Search code examples
javaspringfilespring-integrationsplitter

Split File and Process each part while using a shared resource


I am using spring integration for polling a file. This single file contains multiple reports. I want to split the file into report files and save as different files.

<int-file:inbound-channel-adapter id="filesIn"
        directory="file:${fileInDirectory}" 
        filename-pattern="*.txt" 
        prevent-duplicates="true">
    <int:poller id="poller" fixed-delay="5000"/>
    </int-file:inbound-channel-adapter>

<int:service-activator input-channel="filesIn"
                                   output-channel="filesOut"
                                   ref="handler"/>

<int-file:outbound-channel-adapter id="filesOut"
                                   directory="file:${archiveDirectory}"
                                   delete-source-files="true"/>

Inside the handler, handling method inside handler is like following.

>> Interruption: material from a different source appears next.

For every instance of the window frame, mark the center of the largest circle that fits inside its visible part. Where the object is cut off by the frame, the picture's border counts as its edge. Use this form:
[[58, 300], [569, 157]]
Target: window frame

public List<ReportContent> splitTextToReports(File file){ 
     // split the file
     // store the file content text to ReportContent object
     // add to a List of ReportContent
}

ReportContent has following fields

  • reportData (the text that will be saved in new file)

  • reportType

  • reportDate

There is another processing that is required for each ReportContent.

  • Look up report path to save the report, based on the report type. This is done through a service call.
  • Save report data in a table

Following is the method that will process each element of the list returned in the above method.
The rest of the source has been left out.